Afinal, a Folha é um jornal de esquerda ou de direita? Há tempos, as duas bandas do arco ideológico mantêm acesa a discussão, cada qual apontando o posicionamento que lhe convém, sob o calor da polarização de ideias que corre nas veias da sociedade. A recorrente pergunta acaba de ser objeto de ampla resposta, desta vez dada pelo diretor de Redação do jornal, Sérgio Dávila, no último domingo (25), em comemoração dos 103 anos de aniversário da Folha. Dávila mostrou ser um esgrimista da expressão, escapando do tiroteio dos leitores e lembrando os quatro aspectos inclusos no Projeto Folha: "plural, apartidário, independente e crítico", sendo este o "de mais difícil execução".

Não é de hoje que a Folha toma assento no banco dos réus.

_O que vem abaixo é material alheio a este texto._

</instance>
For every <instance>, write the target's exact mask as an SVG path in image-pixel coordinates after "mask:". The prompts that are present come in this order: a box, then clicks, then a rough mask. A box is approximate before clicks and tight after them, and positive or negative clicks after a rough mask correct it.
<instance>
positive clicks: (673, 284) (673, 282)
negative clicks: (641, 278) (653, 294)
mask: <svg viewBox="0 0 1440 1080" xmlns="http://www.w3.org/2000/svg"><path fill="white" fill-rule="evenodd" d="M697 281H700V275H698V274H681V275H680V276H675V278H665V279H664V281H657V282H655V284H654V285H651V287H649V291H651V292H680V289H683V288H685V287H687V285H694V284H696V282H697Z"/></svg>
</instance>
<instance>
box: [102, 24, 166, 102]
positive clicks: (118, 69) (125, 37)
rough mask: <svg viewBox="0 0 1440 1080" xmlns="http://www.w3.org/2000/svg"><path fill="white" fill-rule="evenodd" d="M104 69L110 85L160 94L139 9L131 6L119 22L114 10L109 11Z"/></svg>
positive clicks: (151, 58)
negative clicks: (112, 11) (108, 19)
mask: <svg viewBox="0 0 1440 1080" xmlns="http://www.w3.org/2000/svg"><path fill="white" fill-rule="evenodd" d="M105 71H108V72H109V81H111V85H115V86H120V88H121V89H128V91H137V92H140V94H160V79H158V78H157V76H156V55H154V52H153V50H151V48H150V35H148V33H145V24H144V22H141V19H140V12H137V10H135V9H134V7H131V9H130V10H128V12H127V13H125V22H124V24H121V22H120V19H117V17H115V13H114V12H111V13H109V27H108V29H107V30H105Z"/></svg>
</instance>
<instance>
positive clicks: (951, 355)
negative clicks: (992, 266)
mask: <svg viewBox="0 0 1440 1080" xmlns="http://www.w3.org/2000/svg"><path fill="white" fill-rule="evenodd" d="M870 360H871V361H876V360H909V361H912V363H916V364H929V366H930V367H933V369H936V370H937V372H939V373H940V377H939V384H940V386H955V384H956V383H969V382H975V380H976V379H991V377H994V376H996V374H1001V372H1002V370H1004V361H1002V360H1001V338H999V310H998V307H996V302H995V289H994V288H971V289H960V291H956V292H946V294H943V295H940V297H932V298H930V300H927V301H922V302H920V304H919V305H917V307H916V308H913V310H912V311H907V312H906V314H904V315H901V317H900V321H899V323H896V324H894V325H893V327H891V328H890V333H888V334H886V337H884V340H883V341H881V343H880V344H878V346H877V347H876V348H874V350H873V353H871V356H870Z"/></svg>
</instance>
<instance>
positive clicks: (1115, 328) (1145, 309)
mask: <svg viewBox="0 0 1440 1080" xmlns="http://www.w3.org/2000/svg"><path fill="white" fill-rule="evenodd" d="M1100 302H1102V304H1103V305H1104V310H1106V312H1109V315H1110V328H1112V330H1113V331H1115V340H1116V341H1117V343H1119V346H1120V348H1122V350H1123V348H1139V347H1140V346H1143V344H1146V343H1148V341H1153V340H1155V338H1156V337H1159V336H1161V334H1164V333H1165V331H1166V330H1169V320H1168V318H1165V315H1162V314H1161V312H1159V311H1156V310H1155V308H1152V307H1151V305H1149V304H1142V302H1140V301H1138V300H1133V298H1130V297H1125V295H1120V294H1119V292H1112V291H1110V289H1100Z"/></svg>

O que, aliás, tem ajudado a alavancar suas vendas, a ponto de hoje, ainda segundo o jornalista, registrar 1,8 milhão de leitores por dia, 25 milhões por mês. Recordando: Octavio Frias de Oliveira (1912-2007), em sociedade com Carlos Caldeira Filho, em agosto de 1962, comprou o jornal e o tornou um dos mais influentes do país. O "seu Frias", como todos o chamavam, parecia apreciar a querela e, com sua visão pragmática, acompanhou os momentos do país, se tornando um dos principais interlocutores da vida nacional.

Estudantes de escola municipal de São Paulo durante visita à Redação da Folha - Danilo Verpa/Folhapress - Folhapress

Nos meados dos anos 1980, Jarbas de Souza, dono de uma agência de publicidade, após uma conversa com Luiz Frias, atual publisher da Folha, criou o bordão que fez história: "de rabo preso com o leitor". Quanto mais o jornal fazia campanhas publicitárias, sempre com foco no leitor e na verdade, mais a mão pesada dos contrários batia na sua orientação editorial

O fato é que a Folha nunca saiu do vocabulário dos conjuntos sociais, principalmente os estratos de classe média. Por isso mesmo, é bastante oportuno o acervo de respostas de Sérgio Dávila, dentre as quais uma ou outra merece ligeiras observações. A primeira é o reconhecimento de que a grande maioria de jornalistas é de esquerda. Ora, tal assertiva sinaliza, de pronto, a proximidade de quadros da esquerda com a ideologia que os acolhe. Nesse caso, o ideário socialista seria o porto seguro dos navegantes da esquerda.

Evitamos, aqui, o enquadramento no comunismo, cuja moldura não chega a criar simpatia/empatia na contemporaneidade. Se for o caso, poder-se-ia puxar os blocos de esquerda um pouco para o centro e carimbá-los com o selo da doutrina social-democrata, essa que aceita a intervenção do Estado sobre posições do mercado capitalista sem abandonar os parâmetros da liberdade e da livre iniciativa. No extremo, alguns chegam até a admitir o capitalismo de Estado, nos moldes da China. A social-democracia exerce certo charme.

A lembrança dos blocos de esquerda, pinçada por Sérgio Dávila, leva-nos a inferir que, nas linhas e entrelinhas, a Folha é mais esquerdista que direitista, também levando-se em consideração que a direita, ou melhor, a extrema direita conserva a imagem que pende para o lado negativo da régua, identificando-se com o conservadorismo, as velhas práticas da política, o retrocesso, o atraso. Já a esquerda seria mais identificada com progressismo, avanço, reformas. Se a hipótese mostra ser viável, a Folha sai do pedestal do centralismo amorfo para ganhar um novo patamar. Ademais, dos seus 150 colunistas e blogueiros, a maioria deve eleger a esquerda como habitat. Desse modo, veríamos mais uma estaca da esquerda na seara do jornal.

Por outro lado, ser isento nesse momento de intensa inserção/participação política parece ser um exercício sem sentido. Puro "nonsense". Muito difícil, para não dizer impossível, exercer a crítica afastando-se da "aura" ideológica, distanciando-se da esfera emotiva. O juízo de valor aparece e transparece na própria seleção de palavras. A isenção, o fator acrítico, a pretensa imparcialidade não passam de quimera na pregação de tantos quantos defendem uma expressão sem "alma".

Por último, resta aduzir que o leitor da era digital é bem diferente do leitor analógico. Hoje, ele é fonte, não apenas receptor. Há milhões de fontes fazendo e multiplicando mensagens nas redes sociais. No passado, a fonte se resumia a alguns polos. Sobre essa hipótese, emerge a constatação de que as querelas entre contrários tendem a se avolumar. Uma ótima notícia para o marketing das mídias tradicionais, que tendem a trabalhar sob a luz da verdade.